Bizi Takip Edin

ASYA

Gözler Pelosi’nin uçağında

Yayınlanma

ABD Temsilciler Meclisi Başkanı Nancy Pelosi’nin Tayvan ziyaretine saatler kala gerginlik daha da tırmandı. Çin Dışişleri Bakanlığı Sözcüsü Hua Chunying Pelosi’nin Tayvan ziyaretinin gerçekleşmesi halinde ortaya çıkacak sonuçlardan ABD tarafının sorumlu olacağını tekrarladı. Pelosi’nin uçuşu Flightradar aracılığıyla dünyanın dört bir yanından canlı olarak takip ediliyor. Gerginlik öyle bir seviyeye ulaştı ki dünyayı nükleer savaşın eşiğine getiren 1962 Küba Füze Krizi’ne gönderme yapılıyor.

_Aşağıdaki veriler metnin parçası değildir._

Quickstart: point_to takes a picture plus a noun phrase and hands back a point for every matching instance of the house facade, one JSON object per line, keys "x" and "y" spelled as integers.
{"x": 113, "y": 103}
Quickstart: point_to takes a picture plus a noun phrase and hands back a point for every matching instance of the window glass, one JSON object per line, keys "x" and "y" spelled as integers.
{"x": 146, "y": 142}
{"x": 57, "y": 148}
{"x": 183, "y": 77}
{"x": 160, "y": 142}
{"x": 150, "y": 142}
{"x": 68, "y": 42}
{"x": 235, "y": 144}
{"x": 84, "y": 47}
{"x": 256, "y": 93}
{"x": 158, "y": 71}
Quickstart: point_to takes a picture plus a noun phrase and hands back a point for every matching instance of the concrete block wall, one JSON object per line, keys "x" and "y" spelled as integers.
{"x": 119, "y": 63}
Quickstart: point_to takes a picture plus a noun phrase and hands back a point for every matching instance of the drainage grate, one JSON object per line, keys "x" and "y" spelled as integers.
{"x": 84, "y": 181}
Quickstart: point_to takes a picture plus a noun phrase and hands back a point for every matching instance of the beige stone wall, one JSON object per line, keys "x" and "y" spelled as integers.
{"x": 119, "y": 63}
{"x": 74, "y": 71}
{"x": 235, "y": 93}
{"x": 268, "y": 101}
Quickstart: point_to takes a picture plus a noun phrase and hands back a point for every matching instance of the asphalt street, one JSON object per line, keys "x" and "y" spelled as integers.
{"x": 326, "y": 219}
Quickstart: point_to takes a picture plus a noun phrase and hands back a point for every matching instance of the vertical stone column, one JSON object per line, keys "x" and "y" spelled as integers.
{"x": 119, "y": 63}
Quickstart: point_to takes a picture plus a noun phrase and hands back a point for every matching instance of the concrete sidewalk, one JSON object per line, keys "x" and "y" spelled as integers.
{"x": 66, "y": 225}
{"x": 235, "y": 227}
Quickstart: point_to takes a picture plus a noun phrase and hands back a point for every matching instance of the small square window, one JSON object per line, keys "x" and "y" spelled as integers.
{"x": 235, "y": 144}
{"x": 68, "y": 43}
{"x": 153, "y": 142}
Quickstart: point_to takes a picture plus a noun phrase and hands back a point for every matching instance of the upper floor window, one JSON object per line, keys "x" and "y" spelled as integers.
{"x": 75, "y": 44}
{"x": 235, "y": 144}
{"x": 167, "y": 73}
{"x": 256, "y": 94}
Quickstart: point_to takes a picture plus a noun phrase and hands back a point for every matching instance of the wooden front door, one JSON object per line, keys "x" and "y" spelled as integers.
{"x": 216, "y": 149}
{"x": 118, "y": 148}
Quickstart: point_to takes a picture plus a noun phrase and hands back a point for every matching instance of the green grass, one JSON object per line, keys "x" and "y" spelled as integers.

ABD Temsilciler Meclisi Başkanı Pelosi’nin Tayvanı ziyaret edeceğini açıklamasının ardından tarafların Güney Çin Denizi’ndeki askeri hareketliliği üst seviyelere çıktı. Bölgeye iki uçak gemisi konuşlandıran Çin Halk Kurtuluş Ordusu, bugün ayrıca Güney Çin Denizi’nde 6 Ağustos’a kadar devam edecek yeni eğitim tatbikatlarına başladı. Tayvan ordusu askeri hareketliliğini artırıp 4 Ağustos’ta sona erecek tatbikatlara geçerken, USS Ronald Reagan liderliğindeki bir ABD uçak gemisi saldırı grubu da Tayvan yönünde hareket halinde.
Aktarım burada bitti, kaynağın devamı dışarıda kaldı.